Längst hatte Trude sich der Autorität des Vaters entzogen. Am Abend des letzten Schultages band sie ihr kleines Bündel um, schwang sich auf ihr Fahrrad und zog im Birkenhof ein. Olga und die Mädchen rückten zusammen und teilten fortan ihre Schlafkammer mit Trude, die für die Kinder wie eine große Schwester wurde.

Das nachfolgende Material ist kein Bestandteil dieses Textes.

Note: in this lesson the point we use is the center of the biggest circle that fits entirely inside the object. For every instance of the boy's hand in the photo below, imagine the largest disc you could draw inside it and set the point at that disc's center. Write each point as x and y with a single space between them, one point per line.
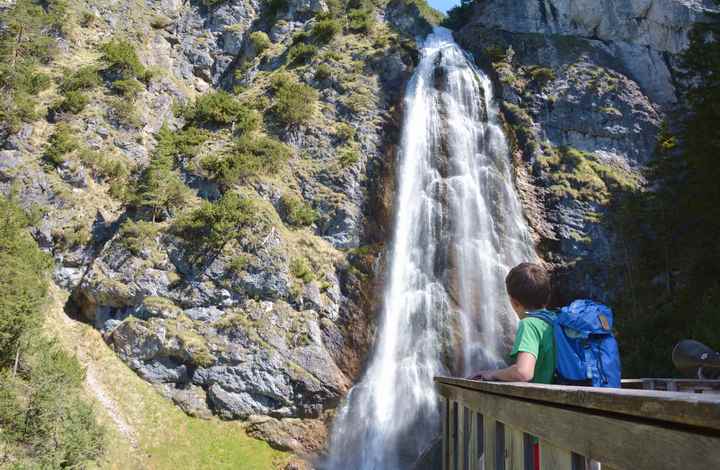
483 375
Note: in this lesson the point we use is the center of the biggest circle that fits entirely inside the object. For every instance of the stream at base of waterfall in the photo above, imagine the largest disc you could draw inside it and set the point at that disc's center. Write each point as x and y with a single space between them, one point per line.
458 229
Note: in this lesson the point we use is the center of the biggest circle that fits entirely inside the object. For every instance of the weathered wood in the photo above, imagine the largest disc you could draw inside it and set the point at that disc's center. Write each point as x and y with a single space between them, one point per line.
500 448
467 438
529 454
626 444
554 458
480 440
701 410
514 449
489 431
473 454
461 437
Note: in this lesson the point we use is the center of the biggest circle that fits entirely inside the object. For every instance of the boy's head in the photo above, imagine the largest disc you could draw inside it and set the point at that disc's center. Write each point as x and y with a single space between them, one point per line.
528 286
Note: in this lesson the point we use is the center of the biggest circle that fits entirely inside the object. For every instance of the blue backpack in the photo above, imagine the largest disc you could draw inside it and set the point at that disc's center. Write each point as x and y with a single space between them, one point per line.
586 352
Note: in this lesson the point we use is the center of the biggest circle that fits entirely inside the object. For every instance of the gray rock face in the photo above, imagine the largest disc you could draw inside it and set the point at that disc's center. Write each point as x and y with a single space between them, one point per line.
639 32
597 78
661 24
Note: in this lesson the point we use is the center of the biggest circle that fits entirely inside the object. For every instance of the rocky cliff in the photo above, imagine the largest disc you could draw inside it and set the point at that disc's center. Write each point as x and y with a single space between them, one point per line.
586 88
213 180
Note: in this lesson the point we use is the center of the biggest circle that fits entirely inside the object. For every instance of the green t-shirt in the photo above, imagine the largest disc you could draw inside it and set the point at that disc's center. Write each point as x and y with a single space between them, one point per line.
535 336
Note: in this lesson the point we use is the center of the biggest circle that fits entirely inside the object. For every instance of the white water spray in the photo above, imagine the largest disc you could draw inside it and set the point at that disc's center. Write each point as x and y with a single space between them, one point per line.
458 229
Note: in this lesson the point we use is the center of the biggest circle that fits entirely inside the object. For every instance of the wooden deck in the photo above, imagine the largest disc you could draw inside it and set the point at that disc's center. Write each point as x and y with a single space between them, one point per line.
493 425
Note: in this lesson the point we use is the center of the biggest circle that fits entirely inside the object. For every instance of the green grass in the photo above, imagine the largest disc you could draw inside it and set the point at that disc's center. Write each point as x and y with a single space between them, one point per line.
166 437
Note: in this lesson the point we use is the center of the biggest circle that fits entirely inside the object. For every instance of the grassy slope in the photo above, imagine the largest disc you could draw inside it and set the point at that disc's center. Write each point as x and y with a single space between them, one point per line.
158 435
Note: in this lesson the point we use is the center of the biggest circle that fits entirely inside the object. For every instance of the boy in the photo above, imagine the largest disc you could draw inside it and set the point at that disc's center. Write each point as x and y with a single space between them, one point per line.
528 286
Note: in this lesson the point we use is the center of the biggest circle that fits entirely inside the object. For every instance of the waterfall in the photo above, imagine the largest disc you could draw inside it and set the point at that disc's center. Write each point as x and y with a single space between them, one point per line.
458 229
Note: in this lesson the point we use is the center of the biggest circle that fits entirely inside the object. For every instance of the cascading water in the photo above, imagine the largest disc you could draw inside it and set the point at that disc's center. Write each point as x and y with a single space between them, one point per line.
459 228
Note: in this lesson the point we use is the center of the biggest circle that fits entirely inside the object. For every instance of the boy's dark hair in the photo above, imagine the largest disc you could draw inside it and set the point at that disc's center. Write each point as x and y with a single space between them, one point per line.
529 284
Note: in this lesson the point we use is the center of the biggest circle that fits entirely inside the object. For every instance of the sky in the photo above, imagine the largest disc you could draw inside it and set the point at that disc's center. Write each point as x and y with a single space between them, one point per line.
443 5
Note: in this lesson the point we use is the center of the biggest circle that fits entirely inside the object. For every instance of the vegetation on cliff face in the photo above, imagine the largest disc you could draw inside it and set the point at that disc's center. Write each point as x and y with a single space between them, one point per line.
672 264
44 422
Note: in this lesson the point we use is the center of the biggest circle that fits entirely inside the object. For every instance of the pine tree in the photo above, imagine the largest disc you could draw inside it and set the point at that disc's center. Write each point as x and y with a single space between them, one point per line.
160 189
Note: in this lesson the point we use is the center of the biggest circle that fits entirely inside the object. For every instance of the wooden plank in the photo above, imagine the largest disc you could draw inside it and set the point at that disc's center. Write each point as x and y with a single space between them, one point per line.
480 440
625 444
702 410
467 438
473 465
529 451
445 430
514 449
554 458
500 448
489 432
461 437
452 462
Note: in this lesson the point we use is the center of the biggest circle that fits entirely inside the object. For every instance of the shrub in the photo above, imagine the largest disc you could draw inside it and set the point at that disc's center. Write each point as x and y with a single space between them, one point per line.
103 165
214 224
160 189
129 88
325 30
122 59
250 156
296 211
125 113
187 141
260 41
73 102
23 269
221 108
323 72
276 6
238 263
85 78
47 416
301 54
160 22
361 20
344 131
295 102
542 75
61 143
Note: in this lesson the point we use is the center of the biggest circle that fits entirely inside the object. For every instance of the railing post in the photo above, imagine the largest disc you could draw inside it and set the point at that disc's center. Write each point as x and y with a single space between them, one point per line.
444 407
460 465
479 441
554 458
514 449
489 431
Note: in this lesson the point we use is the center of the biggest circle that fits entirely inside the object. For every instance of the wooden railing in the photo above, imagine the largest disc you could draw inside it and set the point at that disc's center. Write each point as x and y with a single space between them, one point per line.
495 426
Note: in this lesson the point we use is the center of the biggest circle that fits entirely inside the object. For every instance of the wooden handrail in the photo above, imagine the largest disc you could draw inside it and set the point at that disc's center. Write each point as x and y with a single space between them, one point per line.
492 425
694 409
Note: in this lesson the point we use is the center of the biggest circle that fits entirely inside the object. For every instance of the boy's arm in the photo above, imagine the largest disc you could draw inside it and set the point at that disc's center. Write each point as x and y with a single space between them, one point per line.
522 371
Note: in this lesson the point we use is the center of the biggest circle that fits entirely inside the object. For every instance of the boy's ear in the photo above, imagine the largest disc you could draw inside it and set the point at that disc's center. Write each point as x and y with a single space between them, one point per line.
517 306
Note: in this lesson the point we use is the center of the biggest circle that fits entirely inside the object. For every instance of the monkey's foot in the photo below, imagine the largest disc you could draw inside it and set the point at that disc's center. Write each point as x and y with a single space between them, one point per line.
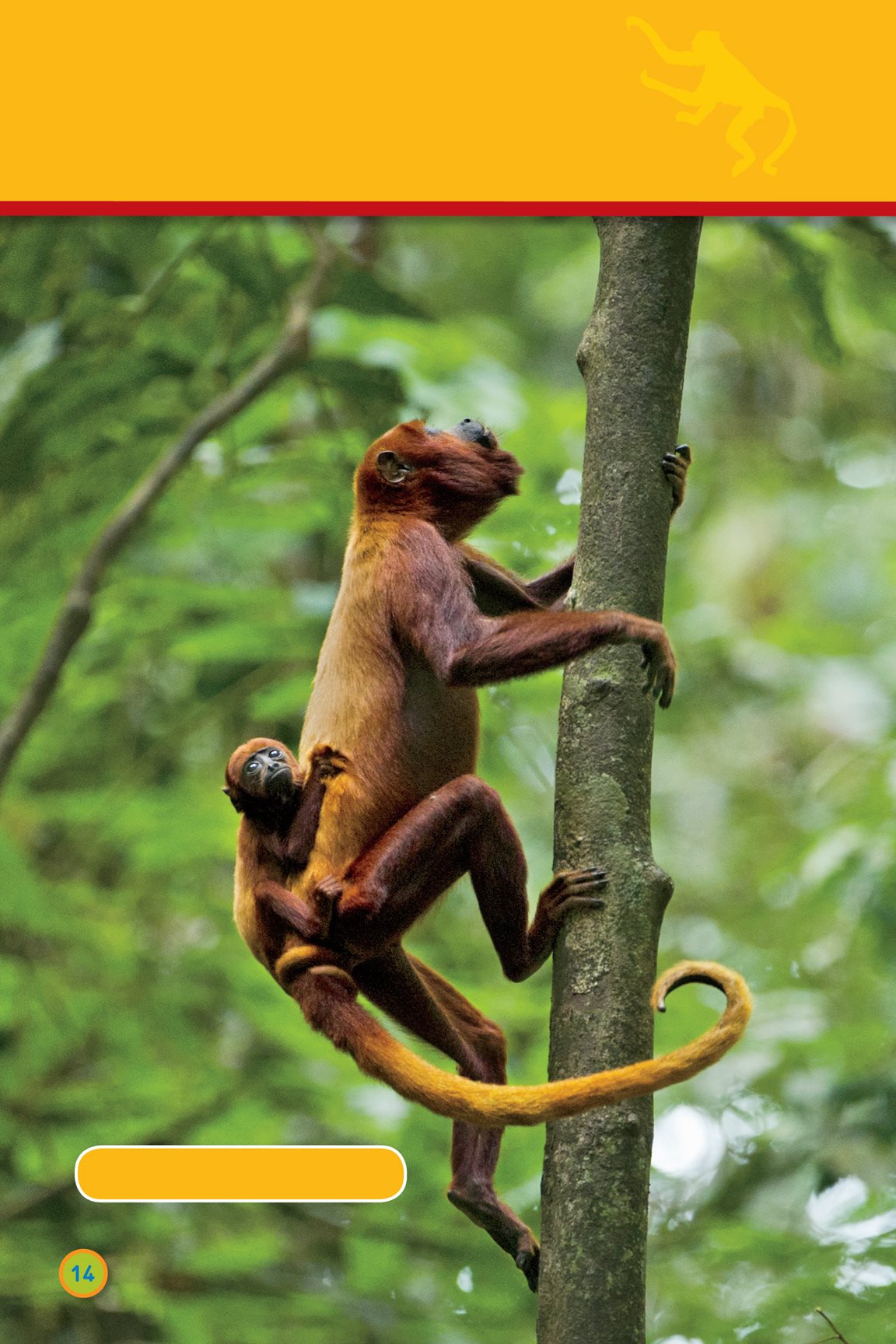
676 469
485 1210
325 898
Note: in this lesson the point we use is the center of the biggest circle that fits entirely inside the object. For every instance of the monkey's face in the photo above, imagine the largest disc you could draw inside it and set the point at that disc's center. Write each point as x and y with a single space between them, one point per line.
264 771
450 478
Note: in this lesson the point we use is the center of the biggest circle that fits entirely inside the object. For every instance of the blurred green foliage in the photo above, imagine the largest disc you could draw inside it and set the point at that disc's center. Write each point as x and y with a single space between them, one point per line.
131 1010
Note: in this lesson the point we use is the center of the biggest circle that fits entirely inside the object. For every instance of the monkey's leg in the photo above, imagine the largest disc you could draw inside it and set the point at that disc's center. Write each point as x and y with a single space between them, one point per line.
421 1000
461 827
746 118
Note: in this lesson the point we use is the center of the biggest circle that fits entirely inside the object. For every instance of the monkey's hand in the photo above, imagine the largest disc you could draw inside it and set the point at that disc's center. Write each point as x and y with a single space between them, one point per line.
660 663
576 890
676 465
293 910
325 898
328 764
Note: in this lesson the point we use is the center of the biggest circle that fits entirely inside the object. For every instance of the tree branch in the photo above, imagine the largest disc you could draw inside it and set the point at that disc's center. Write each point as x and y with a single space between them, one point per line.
79 605
598 1166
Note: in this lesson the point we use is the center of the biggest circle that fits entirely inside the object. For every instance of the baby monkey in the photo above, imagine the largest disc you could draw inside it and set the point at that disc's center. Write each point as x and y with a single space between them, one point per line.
280 812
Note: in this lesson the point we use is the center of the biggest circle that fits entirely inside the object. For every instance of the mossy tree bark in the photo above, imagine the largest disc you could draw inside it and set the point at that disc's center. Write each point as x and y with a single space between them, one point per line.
598 1167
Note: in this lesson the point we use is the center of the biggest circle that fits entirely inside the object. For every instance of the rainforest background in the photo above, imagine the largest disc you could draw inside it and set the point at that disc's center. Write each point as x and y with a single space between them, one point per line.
131 1011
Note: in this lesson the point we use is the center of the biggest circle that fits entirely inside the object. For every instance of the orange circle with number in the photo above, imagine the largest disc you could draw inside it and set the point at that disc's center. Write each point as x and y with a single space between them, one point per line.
83 1273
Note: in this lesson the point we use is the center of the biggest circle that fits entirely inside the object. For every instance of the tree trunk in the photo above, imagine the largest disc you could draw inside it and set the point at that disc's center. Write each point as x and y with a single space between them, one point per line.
597 1168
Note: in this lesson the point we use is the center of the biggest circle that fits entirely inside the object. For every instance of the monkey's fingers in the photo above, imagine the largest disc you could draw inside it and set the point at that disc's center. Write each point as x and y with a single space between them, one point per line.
576 879
661 674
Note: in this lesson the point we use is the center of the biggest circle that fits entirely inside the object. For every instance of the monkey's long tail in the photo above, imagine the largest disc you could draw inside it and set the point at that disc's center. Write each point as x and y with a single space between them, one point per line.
327 998
786 143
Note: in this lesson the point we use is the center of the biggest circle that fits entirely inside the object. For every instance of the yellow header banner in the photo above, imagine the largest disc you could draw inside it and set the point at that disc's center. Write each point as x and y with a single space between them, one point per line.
469 103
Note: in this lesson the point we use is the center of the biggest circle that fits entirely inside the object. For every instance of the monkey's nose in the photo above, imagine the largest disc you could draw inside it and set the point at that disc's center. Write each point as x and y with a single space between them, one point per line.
469 430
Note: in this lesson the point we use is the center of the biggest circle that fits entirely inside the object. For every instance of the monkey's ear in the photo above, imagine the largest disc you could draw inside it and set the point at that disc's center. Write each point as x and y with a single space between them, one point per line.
391 468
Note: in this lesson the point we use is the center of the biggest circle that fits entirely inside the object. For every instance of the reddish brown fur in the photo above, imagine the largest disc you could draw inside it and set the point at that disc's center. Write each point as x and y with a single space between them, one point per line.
406 817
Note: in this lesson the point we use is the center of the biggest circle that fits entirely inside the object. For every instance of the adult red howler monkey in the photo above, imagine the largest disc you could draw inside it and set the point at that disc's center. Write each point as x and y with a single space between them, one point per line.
402 817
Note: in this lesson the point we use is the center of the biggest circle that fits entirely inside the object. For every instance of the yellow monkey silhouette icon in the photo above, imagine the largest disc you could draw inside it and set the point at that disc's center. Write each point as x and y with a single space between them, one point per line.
724 81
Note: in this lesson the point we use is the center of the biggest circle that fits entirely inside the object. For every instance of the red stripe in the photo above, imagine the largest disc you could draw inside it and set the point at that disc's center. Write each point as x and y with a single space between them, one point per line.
448 207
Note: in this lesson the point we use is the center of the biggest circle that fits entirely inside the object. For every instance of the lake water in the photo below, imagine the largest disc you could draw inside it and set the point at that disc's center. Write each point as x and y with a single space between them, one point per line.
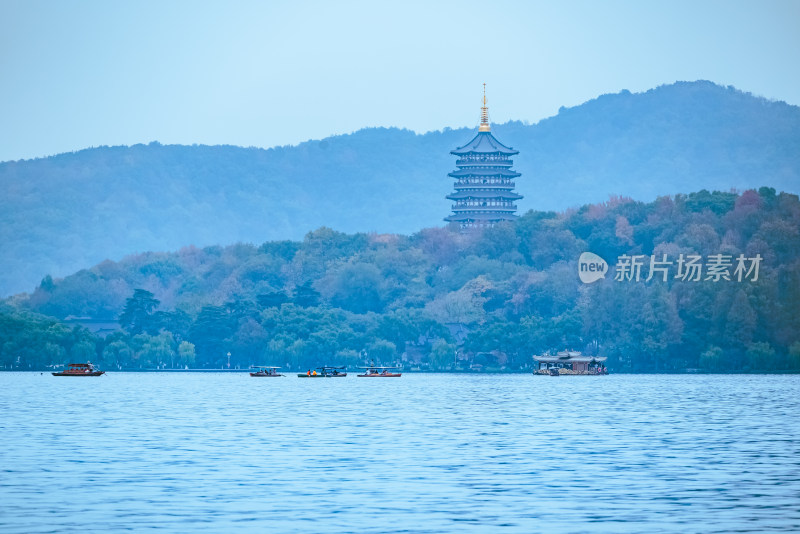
221 452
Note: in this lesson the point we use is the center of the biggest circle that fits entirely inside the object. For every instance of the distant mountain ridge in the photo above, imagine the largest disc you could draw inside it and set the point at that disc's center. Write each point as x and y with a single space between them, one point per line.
65 212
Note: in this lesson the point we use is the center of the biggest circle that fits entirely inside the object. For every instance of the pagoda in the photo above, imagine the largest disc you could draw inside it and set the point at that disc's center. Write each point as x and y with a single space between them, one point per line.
484 183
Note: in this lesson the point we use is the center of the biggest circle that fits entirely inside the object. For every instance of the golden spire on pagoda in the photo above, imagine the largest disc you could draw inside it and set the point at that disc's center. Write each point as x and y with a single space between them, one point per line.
484 127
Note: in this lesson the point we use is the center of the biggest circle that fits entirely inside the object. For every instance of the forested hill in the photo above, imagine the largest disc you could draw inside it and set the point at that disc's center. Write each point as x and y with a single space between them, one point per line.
65 212
717 287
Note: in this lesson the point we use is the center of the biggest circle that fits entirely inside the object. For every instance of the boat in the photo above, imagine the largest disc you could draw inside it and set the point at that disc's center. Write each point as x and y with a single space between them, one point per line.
80 369
569 362
325 371
378 371
265 370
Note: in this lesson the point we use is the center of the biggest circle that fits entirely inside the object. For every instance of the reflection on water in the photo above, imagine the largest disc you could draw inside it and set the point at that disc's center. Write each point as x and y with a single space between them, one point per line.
198 452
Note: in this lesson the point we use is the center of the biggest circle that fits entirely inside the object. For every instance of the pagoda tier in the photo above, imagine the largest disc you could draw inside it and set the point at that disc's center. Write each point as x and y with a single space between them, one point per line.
484 188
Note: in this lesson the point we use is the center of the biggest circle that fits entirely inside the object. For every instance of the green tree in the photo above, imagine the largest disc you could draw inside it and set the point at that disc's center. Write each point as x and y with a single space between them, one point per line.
136 315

Es muss im Hochsommer gewesen sein, denn es war noch taghell und die Erde strahlte spätabends noch Wärme ab, als Trude von ihrem ersten Tanzen am Samstagabend nach Hause radelte, ihr Fahrrad im Schuppen verstaute und zu Olga eilte. Die Älteste saß am Boden und lockte die Katze mit einem Halm aus ihrem Versteck, während die anderen Himmel und Hölle auf dem Gehweg spielten. Trude trippelte und tänzelte vor Olga auf und ab, die auf der Bank an die Hauswand gelehnt dem Abendfrieden frönte, und schwärmte: „Es war großartig! Ich bin so glücklich Olga! Wenn du die Musik hörst, fangen die Beine wie von selbst an zu zucken. Die Kapelle besteht aus Bassgeige, Rahmentrommel, Geige und einer Laute. Der Gesang geht unter die Haut. Die Tanztruppe besteht aus etwa dreißig jungen Männern und Frauen. Sie waren alle sehr freundlich zu mir. Ich bin ja eine der Jüngsten. Lenas Bruder Karel war mein Tanzpartner. Er hat nur gelacht, wenn ich ihm aus Versehen auf die Füße gestiegen bin. Ich habe die Schritte aber schnell erlernt. Karel hat mich am Schluss ganz eng an sich geschlungen und mich herumgewirbelt. Was haben wir gekichert. Wenn ich mich mit den anderen im Kreis drehe, habe ich das Gefühl zu fliegen. Die Trachtengruppe hält die livische Tradition aufrecht. Das erfüllt mich mit Würde und Stolz. Ich habe das erste Mal das Gefühl, zugehörig zu sein und Wurzeln zu spüren.“
Olga folgte der Begeisterung der jungen Frau schmunzelnd. Trude umarmte Olga überschwänglich und setzte sich zu ihr auf die Bank. Olga erzählte von den Liven, was ihr die Eltern weitergegeben hatten. Trude ergänzte Olgas Ausführungen mit ihrem neu erworbenen Wissen über die baltische Kultur. Neugierig kamen die Mädchen näher und hockten sich auf den Boden zu Olgas und Trudes Füßen und lauschten den alten Mythen. Als die Nacht hereinbrach, war die Kleinste, Malena, mit dem Kopf im Schoß der ältesten Schwester eingeschlafen.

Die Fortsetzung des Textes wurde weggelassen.